Nasrullah Nurdin, Berdakwah di “Kota Injil”

Nasrullah Nurdin, Berdakwah di “Kota Injil”

 

TEPAT pukul 08.30 WIT, Nasrullah Nurdin (23) tiba di Bandara Rendani, Manokwari, Papua Barat, dari Jakarta pada 31 Juli 2011 atau sehari sebelum puasa Ramadhan 1432 H. Segera setelah itu ia pun disambut hangat Ketua MUI Papua Barat, Drs KH Musa Abdul Hakim. Kedatangan sarjana lulusan Jurusan Tarjamah Fakultas Adab dan Humaniora tahun 2011 di Papua itu tak lain untuk berdakwah selama bulan Ramadhan.

“Saya berdakwah ke Papua atas sponsor Kementerian Agama dan Kedubes Arab Saudi di Jakarta,” ujarnya menjelaskan. Nasrullah merupakan satu dari 57 peserta program pengiriman dai ke sejumlah wilayah terpencil di Indonesia yang terpilih pada Juli lalu. Selain Anas, demikian pria ini biasa disapa, terdapat tujuh dai lain yang berdakwah di Papua, namun dengan tempat yang berbeda.

“Saya sendiri waktu itu mewakili santri dari Pesantren Darusunnah, Ciputat, pimpinan Prof Dr KH Mustafa Ali Ya’qub,” lanjutnya.

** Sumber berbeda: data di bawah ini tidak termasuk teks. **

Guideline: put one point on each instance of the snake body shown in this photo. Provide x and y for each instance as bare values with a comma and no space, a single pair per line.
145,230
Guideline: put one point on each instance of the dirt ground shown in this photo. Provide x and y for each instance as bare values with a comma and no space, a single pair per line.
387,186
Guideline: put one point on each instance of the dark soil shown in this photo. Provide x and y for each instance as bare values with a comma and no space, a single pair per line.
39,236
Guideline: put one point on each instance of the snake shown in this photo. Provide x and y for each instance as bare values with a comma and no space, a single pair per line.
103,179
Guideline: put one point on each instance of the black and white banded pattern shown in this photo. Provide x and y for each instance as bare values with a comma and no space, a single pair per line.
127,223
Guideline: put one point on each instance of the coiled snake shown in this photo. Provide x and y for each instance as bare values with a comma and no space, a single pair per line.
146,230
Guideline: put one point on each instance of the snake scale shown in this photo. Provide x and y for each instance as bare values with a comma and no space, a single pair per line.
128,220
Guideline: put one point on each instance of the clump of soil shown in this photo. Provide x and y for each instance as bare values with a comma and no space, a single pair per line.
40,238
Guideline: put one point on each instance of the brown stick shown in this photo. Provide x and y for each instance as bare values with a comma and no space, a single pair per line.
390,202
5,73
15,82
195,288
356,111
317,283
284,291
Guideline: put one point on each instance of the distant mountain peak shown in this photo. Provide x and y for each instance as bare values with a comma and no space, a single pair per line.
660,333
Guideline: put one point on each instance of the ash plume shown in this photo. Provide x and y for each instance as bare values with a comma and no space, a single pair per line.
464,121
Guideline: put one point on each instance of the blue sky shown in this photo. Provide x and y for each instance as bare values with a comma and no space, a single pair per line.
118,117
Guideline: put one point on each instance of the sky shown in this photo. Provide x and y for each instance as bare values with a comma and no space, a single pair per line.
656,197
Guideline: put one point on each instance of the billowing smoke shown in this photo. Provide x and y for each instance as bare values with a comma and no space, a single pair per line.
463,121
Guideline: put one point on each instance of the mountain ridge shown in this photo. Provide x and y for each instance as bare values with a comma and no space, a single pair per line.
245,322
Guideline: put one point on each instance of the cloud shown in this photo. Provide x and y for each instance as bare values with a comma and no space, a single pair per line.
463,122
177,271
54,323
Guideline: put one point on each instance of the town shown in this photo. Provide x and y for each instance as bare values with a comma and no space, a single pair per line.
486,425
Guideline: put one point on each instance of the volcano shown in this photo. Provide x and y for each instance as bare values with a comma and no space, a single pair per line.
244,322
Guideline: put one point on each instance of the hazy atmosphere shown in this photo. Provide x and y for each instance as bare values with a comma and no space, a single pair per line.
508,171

Setibanya di Bumi Cenderawasih itu, Anas mengaku sempat terkaget. Pasalnya, ia tak hanya disambut ketua MUI, tapi juga baliho besar bertuliskan: “Selamat Datang di Kota Injil, Manokwari”. Baliho tersebut terpampang hanya beberapa meter selepas keluar dari Bandara Rendani.

“Cukup lama saya merenung. Dan, inilah tantangan saya pertama kali berdakwah di pulau ujung timur Indonesia yang minoritas muslim,” ujarnya.

Meski begitu, Anas tak berarti harus berkecil hati. Justru ia iringi dengan doa dan zikir agar kegiatan dakwahnya berhasil dengan baik. Lagi pula, toh, ia tidak berdakwah kepada kelompok nasrani yang mayoritas, melainkan umat Islam yang saat itu masih membutuhkan bimbingan akidah dan ibadah, lebih-lebih di bulan Ramadhan.

Selepas dari bandara, Anas langsung menuju Sanggeng, sebuah kota kecil di Manokwari. Di sini ia diperkenalkan ketua MUI kepada para pengurus Masjid Ridwanul Bahri Kompleks TNI Angkatan Laut, termasuk warga muslim sekitarnya. Di masjid ini pula, Anas dua minggu bermukim dan memulai aktivitas dakwahnya.

“Saya mengajari anak-anak mengaji dan tata cara ibadah. Demikian pula kepada warga sekitar, saya ikut memberikan ceramah agama, seperti kultum sebelum shalat Tarawih dan seusai shalat Subuh,” tutur peraih sarjana terbaik se-Jurusan Tarjamah dengan yudisium 3,59 atau kumlaude ini.

Selama bermukim dan berdakwah, Anas sendiri tak mengira bakal disambut sehangat itu oleh warga sekitar, termasuk Bupati Manokwari Dr (hc) Bastian Salabay dan Kapolsek setempat. Menurut Anas, para pejabat di Manokwari justru welcome dengan misi dakwahnya.

“Alhamdulillah, warga dan para pejabat serta pemuda di sana menerima saya dengan senang hati. Saya pun sempat berharap misi dakwah ini kelak berjalan lancar,” cetusnya.

Sejak itulah Anas memulai aktivitas dakwahnya dari masjid ke masjid. Kegiatannya pun hampir sama: ceramah, imam, khatib, azan, dan mengajari anak-anak mengaji.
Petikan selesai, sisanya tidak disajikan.